Alors, c'est un enjeu important, c'est un
enjeu social, c'est un enjeu économique. Merci.
M. Roberge : Merci beaucoup,
M. Deschênes. Je vais céder la parole maintenant à Mme Martine Blais, aussi enseignante
à la formation générale des adultes.
Mme Blais (Martine) : Bonjour.
Moi, je suis enseignante à l'éducation des adultes depuis plus de 30 ans.
Depuis quelques années, notre centre est déficitaire à cause du mode de
financement. Et, cette année, la direction a été forcée de faire des choix
déchirants. Elle a été obligée de couper pas dans le gras, plutôt dans le
muscle, dans les os, dans le coeur, je dirais, même, les services directs aux
élèves.
Pour illustrer l'importance de ces
services, j'aimerais vous parler d'un jeune de 16, 17 ans qui a quitté sa
région, où il n'avait pas d'avenir, pour venir étudier à Québec. Après un
certain temps, il n'allait pas bien, il était découragé, il voulait quitter ses
études. Il n'avait pas d'ami, il était isolé, il ne faisait plus de sport, il
était dépressif, il avait des pensées suicidaires, il ne se sentait plus
capable de continuer. Avec la technicienne en éducation spécialisée, nous
l'avons soutenu. La responsable de la vie étudiante l'a invité à intégrer
l'équipe de hockey avec d'autres élèves. Et, avec beaucoup de soutien, il a
persévéré, il a terminé ses préalables pour entrer aux études professionnelles.

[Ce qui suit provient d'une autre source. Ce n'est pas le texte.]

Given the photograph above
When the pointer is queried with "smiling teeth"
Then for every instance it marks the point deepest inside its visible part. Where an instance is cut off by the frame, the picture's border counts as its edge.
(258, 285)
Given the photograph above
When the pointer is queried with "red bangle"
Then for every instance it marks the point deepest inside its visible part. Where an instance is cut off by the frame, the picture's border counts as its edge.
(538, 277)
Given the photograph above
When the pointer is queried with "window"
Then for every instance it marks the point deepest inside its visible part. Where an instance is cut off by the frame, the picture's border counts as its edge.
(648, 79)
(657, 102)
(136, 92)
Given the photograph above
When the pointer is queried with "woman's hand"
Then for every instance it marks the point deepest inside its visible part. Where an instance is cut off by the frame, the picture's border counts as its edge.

Après un certain temps, je l'ai croisé par hasard à son emploi où il
travaillait, et, quand il m'a vue, il est venu m'annoncer avec fierté qu'il
venait de terminer son D.E.P. en plomberie. Il pouvait enfin pratiquer son
métier.
Des histoires comme ça, j'ai peur qu'on
n'en voie plus avec les coupures qui s'en viennent. Les élèves adultes ont
presque tous vécu un parcours scolaire extrêmement difficile. À 16 ans ou plus,
plusieurs sont encore au premier cycle du secondaire. Ça veut dire qu'ils ont
vécu énormément d'échecs tout au long de leur parcours scolaire. Ils ont aussi
une variété de problèmes psychosociaux. Plusieurs ont vécu de l'intimidation,
de l'exclusion. On pourrait les énumérer, mais ça serait trop long, mais on
peut dire une variété de problèmes. Ils ont besoin de soutien et d'encadrement.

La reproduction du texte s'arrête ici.